Twenty years of economic growth in China has left everyone richer. But new research from USC suggests that the rising tide of wealth is leaving poor Chinese unhappier

In 1974, a University of Pennsylvania economics professor named Richard Easterlin published the innocuously titled study, “Does Economic Growth Improve the Human Lot?” (The conventional wisdom at the time being, “Duh.”) In it, he examined 30 surveys conducted in 19 countries, and came up with an unexpected conclusion: while income correlated closely to happiness within countries—richer Nigerians were happier than poorer Nigerians—it wasn’t clear that, on balance, richer countries were any happier than poorer countries. Happiness was purely relative.

The so-called Easterlin Paradox became a cornerstone of “happiness economics” and remains hotly contested. (Critics says its rubbish, and absolute $ = absolute ☺. Easterlin stands by his evidence.) Now, a new study (PDF) from Easterlin and his colleagues at USC builds on the theory. In the case of China, the authors found, a booming economy may be making everyone wealthier—but only a fraction of them are happier because of it.

For the last two decades, China has hewed closely to the old capitalist saw, “A rising tide lifts all boats.” Across demographics and geographies—rich and poor, young and old, urban and rural—economic liberalization has meant higher incomes and standards of living for all Chinese. Per capita consumption has increased four-fold, the authors report, but “life satisfaction” hasn’t risen with it. Instead, a growing wealth gap has created a shadow happiness gap.

In 1990, two-thirds of both the richest and poorest Chinese reported high life satisfaction.
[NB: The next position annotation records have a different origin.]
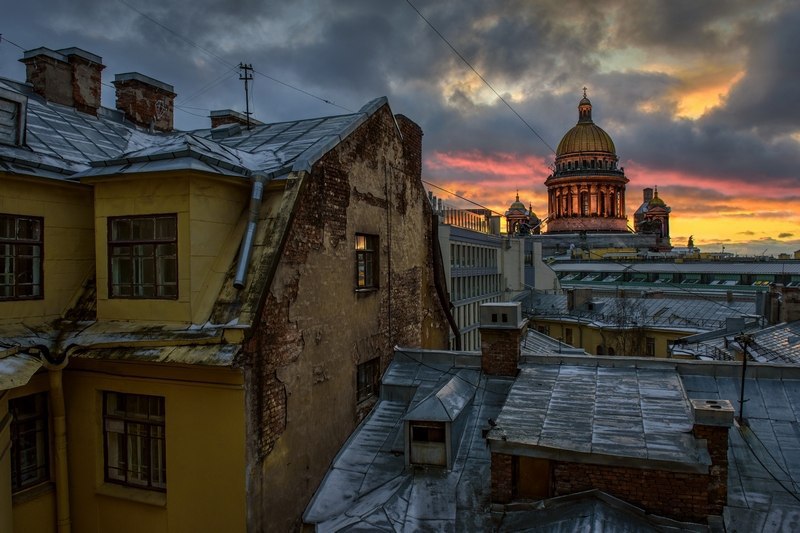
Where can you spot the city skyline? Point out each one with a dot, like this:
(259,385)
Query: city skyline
(697,97)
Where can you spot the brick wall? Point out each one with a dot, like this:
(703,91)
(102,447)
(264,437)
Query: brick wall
(677,495)
(502,478)
(500,351)
(717,442)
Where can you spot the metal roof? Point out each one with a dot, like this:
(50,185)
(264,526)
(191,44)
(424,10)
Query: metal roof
(671,313)
(62,142)
(625,415)
(368,486)
(791,267)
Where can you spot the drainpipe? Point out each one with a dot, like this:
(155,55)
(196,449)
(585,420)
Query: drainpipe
(250,233)
(55,365)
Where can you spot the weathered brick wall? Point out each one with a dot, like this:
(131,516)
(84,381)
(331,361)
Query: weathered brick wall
(717,442)
(316,328)
(500,351)
(502,478)
(677,495)
(144,104)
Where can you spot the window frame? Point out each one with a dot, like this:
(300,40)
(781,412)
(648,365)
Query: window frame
(37,423)
(157,274)
(368,379)
(36,274)
(128,418)
(366,260)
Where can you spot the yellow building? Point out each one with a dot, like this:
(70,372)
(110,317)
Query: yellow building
(191,324)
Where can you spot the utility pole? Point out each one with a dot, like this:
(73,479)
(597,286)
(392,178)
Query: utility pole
(246,76)
(744,341)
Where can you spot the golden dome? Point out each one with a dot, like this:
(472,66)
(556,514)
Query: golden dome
(586,136)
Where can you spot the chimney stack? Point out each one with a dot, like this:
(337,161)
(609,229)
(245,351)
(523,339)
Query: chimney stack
(502,327)
(69,76)
(145,101)
(712,420)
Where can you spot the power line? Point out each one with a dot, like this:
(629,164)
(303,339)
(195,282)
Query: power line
(224,61)
(489,85)
(10,42)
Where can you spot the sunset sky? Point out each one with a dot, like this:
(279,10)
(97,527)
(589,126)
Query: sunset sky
(699,97)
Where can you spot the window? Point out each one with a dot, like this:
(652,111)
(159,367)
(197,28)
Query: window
(366,261)
(428,432)
(650,346)
(135,444)
(30,456)
(20,257)
(368,380)
(143,258)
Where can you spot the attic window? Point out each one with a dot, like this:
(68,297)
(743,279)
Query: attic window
(143,256)
(12,118)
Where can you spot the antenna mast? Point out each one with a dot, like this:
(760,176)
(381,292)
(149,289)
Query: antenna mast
(246,76)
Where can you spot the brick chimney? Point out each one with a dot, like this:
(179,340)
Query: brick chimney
(502,327)
(712,419)
(221,117)
(69,76)
(412,145)
(145,101)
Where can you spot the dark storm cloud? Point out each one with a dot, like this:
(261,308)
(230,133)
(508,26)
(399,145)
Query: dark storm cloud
(537,54)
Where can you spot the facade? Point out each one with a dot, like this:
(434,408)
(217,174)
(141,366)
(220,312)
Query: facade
(193,323)
(586,191)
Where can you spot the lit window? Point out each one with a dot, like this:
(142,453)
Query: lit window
(135,445)
(29,441)
(650,346)
(366,261)
(20,257)
(143,256)
(368,380)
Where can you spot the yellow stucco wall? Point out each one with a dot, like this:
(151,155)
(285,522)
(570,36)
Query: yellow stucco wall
(205,455)
(210,225)
(68,242)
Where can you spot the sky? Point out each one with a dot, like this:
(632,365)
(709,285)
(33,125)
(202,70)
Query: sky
(699,97)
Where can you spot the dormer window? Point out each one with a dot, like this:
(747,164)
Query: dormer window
(143,256)
(12,117)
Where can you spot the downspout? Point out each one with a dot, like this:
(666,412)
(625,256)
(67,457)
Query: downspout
(55,365)
(250,233)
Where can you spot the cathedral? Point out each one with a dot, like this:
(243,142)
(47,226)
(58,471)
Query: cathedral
(586,195)
(586,191)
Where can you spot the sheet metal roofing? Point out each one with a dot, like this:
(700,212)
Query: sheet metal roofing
(369,488)
(675,313)
(62,142)
(626,415)
(711,267)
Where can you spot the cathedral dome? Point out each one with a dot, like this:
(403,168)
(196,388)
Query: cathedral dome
(585,136)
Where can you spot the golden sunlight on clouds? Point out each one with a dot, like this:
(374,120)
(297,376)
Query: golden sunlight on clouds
(701,87)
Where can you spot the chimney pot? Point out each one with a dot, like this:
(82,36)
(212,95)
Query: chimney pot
(145,101)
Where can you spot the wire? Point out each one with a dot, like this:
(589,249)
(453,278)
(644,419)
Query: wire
(10,42)
(773,476)
(489,85)
(224,61)
(461,197)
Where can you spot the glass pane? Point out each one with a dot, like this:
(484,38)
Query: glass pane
(143,229)
(166,228)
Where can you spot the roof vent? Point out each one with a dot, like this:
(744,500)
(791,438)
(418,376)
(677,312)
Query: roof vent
(225,131)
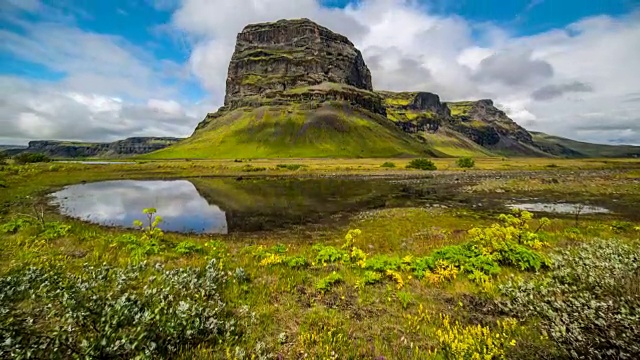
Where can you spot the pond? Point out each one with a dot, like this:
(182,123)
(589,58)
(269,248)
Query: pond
(221,205)
(560,208)
(119,203)
(227,205)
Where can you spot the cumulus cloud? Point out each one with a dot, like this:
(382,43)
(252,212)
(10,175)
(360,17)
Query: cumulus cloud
(560,81)
(39,110)
(549,92)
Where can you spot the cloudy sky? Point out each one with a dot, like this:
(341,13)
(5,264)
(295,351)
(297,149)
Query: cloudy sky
(105,70)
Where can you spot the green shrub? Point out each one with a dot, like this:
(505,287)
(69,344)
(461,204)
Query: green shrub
(383,263)
(466,162)
(15,225)
(107,312)
(369,278)
(296,262)
(422,164)
(30,158)
(251,168)
(329,254)
(588,303)
(292,167)
(326,283)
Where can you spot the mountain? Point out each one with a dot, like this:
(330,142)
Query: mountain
(70,149)
(297,89)
(563,147)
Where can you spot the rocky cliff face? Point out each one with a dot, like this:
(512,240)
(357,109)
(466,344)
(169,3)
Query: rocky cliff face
(296,60)
(130,146)
(479,121)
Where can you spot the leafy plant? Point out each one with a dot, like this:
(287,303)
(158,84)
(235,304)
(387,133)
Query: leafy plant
(138,249)
(476,342)
(405,298)
(422,164)
(326,283)
(292,167)
(151,231)
(296,262)
(588,303)
(369,278)
(329,254)
(188,248)
(466,162)
(104,312)
(14,225)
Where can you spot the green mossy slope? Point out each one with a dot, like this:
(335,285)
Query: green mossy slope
(571,148)
(333,130)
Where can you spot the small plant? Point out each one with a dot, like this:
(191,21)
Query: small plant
(476,342)
(292,167)
(329,254)
(30,158)
(466,162)
(326,283)
(369,278)
(13,226)
(188,248)
(405,298)
(251,168)
(422,164)
(151,231)
(296,262)
(443,272)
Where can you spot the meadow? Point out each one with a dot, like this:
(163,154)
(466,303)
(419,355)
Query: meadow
(419,282)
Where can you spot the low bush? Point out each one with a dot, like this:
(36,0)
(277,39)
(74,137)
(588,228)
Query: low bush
(588,303)
(30,158)
(292,167)
(326,283)
(466,162)
(105,313)
(422,164)
(188,248)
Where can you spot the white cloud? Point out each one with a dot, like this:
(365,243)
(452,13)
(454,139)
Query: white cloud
(567,81)
(589,67)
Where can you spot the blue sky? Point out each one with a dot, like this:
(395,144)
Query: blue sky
(155,67)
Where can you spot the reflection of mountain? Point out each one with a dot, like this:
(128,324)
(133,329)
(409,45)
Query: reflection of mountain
(121,202)
(263,204)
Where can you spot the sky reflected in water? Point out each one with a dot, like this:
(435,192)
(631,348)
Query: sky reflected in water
(119,203)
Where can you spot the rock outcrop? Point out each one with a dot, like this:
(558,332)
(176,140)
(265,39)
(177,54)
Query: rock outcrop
(127,147)
(291,61)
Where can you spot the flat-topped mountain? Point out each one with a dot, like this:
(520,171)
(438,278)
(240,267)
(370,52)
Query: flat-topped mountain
(73,149)
(271,58)
(297,89)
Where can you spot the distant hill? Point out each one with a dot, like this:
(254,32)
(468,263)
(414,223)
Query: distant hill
(72,149)
(560,146)
(297,89)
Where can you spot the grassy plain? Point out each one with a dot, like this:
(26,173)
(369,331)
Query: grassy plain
(313,291)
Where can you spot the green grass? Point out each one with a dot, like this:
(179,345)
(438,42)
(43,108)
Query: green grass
(288,132)
(296,305)
(558,145)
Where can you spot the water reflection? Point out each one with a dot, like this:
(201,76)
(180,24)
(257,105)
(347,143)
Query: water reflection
(121,202)
(560,208)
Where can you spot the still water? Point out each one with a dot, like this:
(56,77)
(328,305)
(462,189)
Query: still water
(227,205)
(561,208)
(119,203)
(221,205)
By 2007, those figures had diverged wildly, with contentment among rich Chinese climbing to 71 percent, but plummeting to 42 percent among poor Chinese. Individual wealth might have grown as the economy boomed, but in terms of happiness, the authors maintain, “China has gone from being one of most egalitarian countries to one of the least.”

And that change has to do with an even more seismic one taking place in China in the last 20 years: the loss of the social safety net. In 1994, China began to drastically overhaul its “state-owned enterprises,” inefficient relics of socialism that kept the lumpen masses placated. “Urban workers,” the authors write, “were essentially guaranteed life-time positions and associated benefits, including subsidized food, housing, health care, child care, and pensions, as well as jobs for grown children.”

Free-market reforms meant the end of this “iron rice bowl,” precisely as rural labor was beginning to flood into cities. The result was widespread unemployment and uncertainty, especially among older workers. It was only in the early aughts that economic growth overtook the collapse of the country’s state-owned enterprises and joblessness began to fall.

Today, China continues to boom, but without its safety net in place, and the effects are beginning to show. The authors observe that, as with life satisfaction, poor Chinese now report declines health and financial satisfaction, too. Atomization is taking hold. The positive effects of rising income are being undercut by “material aspirations.”

Happiness economists have long regarded growth as something of a Pandora’s box—we’re happy till we realize how much we don’t have. China’s only just begun to lift the lid.